[crossfire] Protocol & compression.

Sun Mar 26 20:00:41 CST 2006

Sebastian Andersson wrote:
> On Sat, Mar 25, 2006 at 10:02:56PM -0800, Mark Wedel wrote:
>>   There are a few likely differences which may or may not effect crossfire in 
>> different ways:
>>
>> 1) Some data crossfire sends is just not compressible.  The PNG data comes to 
>> mind - trying to compress it is at best a waste of time, and at worse, increases 
>> amount of data being transmitted.  The other problem related to this is you'll 
> I've found PNG data to be compressable with zlib. At least if many
> images are sent one after another.
> 
> Perhaps there is a bug in the 1.6 server, but many of the image2
> commands sent contained hundreds of identical octets in a row,
> clearly compressable on their own.

  I just ran a quick test (find . -name "*.png" -exec gzip -vc {} > /dev/null 
\;) , and this is a somewhat typical result of the entire arch tree:

./light/light_bulb_2.base.111.png:       -0.6%
./light/flint_and_steel.base.111.png:     1.5%
./light/torch_unlit.base.111.png:        73.0%
./light/lantern.base.111.png:     4.2%
./light/torch_lit2.base.111.png:         61.9%
./light/light_bulb_1.base.111.png:       -0.9%
./light/lantern2.base.111.png:    4.2%
./light/torch_lit1.base.111.png:         61.2%
./light/light_bulb_4.base.111.png:       -0.6%
./light/light_bulb_3.base.111.png:       -1.5%
./light/lantern_off.base.111.png:         6.7%
./light/lantern2_off.base.111.png:        5.5%

  Some files not compressible, some marginally compressible, and some very 
compressible.

  It seems that one that is compressible, at least doing a single quick test on 
torch_unlit.base.111.png, is that they are indexed images instead of RGB images. 
  I don't know why the difference or if there is even any reason there is one 
(should we convert all the indexed images to RGB?)  AFAIK, none of the code in 
the clients care what the format is, as they just use the png library routines 
to get the image in RGBA format

> If overhead is given, then the system will add that overhead to each
> compressed writing and it will not compress data that is less than
> 16 bytes long. This is not totaly correct of course, the real
> compression overhead (both in bytes and in CPU time) would be larger
> if one would flush after each command. Anyway, the result was that
> with an overhead of just 4 bytes (ie two length bytes + "gz"),
> the result was that 447KB was saved, instead of the 485KB when
> everything was compressed (8% less). On the other hand, 15% less CPU
> was used for the whole program, measured with time and just counting
> the "user time" (~170ms vs ~200ms).

  Thanks for the data.

  One note - if we use a 'gz' prefix, it would have to be 3 bytes, as we would 
need a space after the gz for proper client handling.

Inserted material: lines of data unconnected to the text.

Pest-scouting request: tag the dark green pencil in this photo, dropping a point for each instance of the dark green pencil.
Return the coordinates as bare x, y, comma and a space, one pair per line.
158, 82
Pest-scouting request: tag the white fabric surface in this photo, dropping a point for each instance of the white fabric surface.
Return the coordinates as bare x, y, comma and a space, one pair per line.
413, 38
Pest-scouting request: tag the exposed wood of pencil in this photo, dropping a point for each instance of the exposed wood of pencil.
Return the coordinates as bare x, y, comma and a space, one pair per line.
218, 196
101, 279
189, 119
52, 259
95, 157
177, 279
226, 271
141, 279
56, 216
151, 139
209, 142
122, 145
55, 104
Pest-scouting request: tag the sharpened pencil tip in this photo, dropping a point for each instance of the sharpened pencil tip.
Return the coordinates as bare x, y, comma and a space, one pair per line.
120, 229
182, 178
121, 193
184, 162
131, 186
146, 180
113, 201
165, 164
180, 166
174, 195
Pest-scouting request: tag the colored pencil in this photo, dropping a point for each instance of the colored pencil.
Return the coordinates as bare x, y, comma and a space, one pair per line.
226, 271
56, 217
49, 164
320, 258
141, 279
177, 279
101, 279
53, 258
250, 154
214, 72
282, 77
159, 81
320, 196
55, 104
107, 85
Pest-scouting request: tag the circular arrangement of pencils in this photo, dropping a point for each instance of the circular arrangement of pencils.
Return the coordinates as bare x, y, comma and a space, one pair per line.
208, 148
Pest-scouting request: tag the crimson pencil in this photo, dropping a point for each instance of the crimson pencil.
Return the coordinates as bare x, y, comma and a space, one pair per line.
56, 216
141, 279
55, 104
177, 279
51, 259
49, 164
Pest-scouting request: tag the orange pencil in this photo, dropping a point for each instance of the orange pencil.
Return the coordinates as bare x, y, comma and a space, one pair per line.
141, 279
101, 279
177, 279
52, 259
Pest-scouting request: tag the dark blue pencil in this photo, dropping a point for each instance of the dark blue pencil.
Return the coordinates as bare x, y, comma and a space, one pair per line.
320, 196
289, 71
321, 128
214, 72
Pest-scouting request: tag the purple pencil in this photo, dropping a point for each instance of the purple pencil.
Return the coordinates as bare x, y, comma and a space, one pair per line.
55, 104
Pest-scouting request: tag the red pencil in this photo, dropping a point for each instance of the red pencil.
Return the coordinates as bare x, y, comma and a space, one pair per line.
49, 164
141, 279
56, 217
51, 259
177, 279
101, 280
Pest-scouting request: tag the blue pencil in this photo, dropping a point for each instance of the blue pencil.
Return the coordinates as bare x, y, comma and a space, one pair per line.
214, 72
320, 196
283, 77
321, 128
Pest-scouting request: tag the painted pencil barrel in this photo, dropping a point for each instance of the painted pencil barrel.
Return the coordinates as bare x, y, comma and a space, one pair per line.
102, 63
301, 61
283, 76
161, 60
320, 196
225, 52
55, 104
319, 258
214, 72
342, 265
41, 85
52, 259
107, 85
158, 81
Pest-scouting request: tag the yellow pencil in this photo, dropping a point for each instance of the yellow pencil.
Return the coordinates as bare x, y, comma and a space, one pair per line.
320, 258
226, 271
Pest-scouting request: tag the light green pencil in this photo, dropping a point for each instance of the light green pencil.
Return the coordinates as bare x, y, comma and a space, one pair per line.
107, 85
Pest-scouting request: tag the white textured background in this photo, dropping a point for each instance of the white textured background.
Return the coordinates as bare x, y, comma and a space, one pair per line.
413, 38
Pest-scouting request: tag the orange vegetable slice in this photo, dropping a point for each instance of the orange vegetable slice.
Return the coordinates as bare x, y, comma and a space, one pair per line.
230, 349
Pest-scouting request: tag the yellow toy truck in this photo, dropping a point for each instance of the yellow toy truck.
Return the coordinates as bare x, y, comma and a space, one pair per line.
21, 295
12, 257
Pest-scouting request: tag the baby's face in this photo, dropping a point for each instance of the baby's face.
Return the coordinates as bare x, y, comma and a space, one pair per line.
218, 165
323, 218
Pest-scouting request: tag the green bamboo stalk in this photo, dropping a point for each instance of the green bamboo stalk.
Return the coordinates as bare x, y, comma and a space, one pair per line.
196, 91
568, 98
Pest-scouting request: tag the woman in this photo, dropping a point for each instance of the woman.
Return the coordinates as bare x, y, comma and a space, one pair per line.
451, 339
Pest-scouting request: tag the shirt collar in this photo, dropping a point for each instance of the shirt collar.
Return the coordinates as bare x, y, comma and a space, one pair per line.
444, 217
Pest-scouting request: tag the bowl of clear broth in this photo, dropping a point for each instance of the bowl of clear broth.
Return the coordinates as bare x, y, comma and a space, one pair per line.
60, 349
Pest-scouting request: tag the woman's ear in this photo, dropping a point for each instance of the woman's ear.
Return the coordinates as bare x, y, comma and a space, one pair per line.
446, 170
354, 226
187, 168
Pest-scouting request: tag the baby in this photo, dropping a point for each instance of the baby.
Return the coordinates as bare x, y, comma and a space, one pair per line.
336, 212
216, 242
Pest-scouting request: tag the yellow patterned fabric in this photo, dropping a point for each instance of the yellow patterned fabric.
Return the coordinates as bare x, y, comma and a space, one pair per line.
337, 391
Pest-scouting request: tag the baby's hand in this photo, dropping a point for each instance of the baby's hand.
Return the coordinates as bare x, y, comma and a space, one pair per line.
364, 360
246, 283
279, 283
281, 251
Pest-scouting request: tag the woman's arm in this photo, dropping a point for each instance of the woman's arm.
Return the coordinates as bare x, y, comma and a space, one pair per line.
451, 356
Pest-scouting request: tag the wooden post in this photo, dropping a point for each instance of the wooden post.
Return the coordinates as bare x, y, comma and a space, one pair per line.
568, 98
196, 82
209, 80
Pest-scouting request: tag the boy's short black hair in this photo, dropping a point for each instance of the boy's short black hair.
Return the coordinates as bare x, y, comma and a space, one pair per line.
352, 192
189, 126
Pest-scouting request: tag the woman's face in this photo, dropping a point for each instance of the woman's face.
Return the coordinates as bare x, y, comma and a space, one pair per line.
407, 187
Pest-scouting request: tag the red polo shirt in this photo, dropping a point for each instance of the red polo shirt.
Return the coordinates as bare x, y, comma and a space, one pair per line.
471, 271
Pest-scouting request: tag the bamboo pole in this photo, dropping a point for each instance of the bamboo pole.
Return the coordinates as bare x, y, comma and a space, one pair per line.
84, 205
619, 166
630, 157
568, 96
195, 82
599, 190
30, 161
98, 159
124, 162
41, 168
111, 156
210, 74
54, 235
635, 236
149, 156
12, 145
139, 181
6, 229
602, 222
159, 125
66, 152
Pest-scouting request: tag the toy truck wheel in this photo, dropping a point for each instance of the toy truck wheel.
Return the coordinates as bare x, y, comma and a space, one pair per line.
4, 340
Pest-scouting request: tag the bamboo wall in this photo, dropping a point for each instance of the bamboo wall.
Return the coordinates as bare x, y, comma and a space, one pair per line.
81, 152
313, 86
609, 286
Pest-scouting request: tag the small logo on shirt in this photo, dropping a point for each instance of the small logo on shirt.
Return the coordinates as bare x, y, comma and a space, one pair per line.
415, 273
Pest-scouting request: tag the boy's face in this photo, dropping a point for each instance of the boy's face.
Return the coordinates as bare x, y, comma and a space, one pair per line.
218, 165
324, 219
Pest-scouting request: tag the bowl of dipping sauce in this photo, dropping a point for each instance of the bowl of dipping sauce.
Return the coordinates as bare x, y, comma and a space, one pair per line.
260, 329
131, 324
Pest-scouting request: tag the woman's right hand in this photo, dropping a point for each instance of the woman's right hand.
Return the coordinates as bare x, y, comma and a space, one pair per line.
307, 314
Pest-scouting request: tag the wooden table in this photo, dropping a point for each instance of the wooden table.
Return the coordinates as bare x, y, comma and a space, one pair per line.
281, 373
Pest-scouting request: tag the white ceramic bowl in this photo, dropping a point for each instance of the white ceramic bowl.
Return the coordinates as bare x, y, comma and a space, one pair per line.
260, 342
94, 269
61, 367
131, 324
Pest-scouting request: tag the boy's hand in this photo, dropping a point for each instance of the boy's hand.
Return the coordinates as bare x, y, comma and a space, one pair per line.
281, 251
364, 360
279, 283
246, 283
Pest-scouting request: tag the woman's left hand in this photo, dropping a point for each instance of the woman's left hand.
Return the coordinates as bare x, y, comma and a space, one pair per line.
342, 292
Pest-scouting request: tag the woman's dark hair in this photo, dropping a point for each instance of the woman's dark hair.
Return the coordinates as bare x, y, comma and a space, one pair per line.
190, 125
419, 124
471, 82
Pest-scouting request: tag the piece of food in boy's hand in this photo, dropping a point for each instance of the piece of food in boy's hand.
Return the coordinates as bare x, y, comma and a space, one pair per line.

  However, the length bytes may or may note be needed, if we only compress one 
protocol command at a time.  For example, right now, it would be '<length 
bytes>map2 ....'.  If we do compression, it would be '<length bytes>gz 
<compressed map2 ...'.  This is because we can use the length bytes in the gz 
packet to know how long the map2 data is.

  However, if we want to collapse multiple protocol commands into one compressed 
packet, than that doesn't work.

  Also, at least as far as the 'map1 command' goes, it seems like the cutoff for 
compression there is in the 50-100 byte range.  OTOH, map1 is more binary than 
say drawinfo, so it may sort of depend on output.

  In my test run, map1 lengths of 50 bytes sometimes compressed shorter, but 
often times compressed longer.

  It does sort of become a balancing act - is it worth it to try and compress 
everything at the expense of using more CPU, or do we use a little more 
bandwidth to save more cpu (15% less cpu with 8% more bandwidth).

> 
> (The CPU used was an AMD Athlon(TM) XP 2400+; 2GHz, 256KB cache,
>  ~4k bogomips on linux-2.6.15) 
> 
> I did some other quick measurements with time over the whole file.
> 
> With compression level 9, the run time was twice as long,
> but it only saved 5KB more.
> 
> With compression level 1, the run time was 10% less and the output
> was 27KB larger (6% more) than at level 5.

  Which is once again interesting - may be worthwhile to compress only at level 1.

> 
>> often need to send a bunch of image data at one time (player changes to new 
>> map), and now there is lots of data you are trying to compress - the time it 
>> takes to compress that much data could become significant.
> 
> So is receiving uncompressed data if you've got a slow link and need
> compression. When measuring lag to modem users, they usualy have
> less lag when compression is turned on because of the increased
> bandwidth. With crossfire, the same might be experienced for 64-128kbps
> connections.

  My point was really that player changes maps, get sent 40 images which don't 
compress any smaller (well, maybe they do), but we spent the time trying to 
compress that uncompressable data.

  All that said, this is my thoughts:

  Adding a 'gz' compress prefix is an easy thing to do right now, and can get us 
pretty good results.

  Adding a compresstart/compressend command and then compressing might be 
worthwhile to do, but is harder to do given the multiple layers of buffers 
currently used in the server.  I need to actually think about that one more - 
because of those different levels of buffers, we can actually combine those 
small packets together - if the OS buffer to the client is full, there is 
nothing preventing us from compressing all the data we have pending before 
putting it to the OS buffer.

  But I suppose the real question is whether the bandwidth saved by compressing 
everything is worth the extra CPU time we spend compressing everything.  Not 
100% sure what the answer is there (and with the other message in the thread 
about compressing/not compressing based on server load, to do that would require 
nocompress transitions, which then once again, can hurt performance numbers.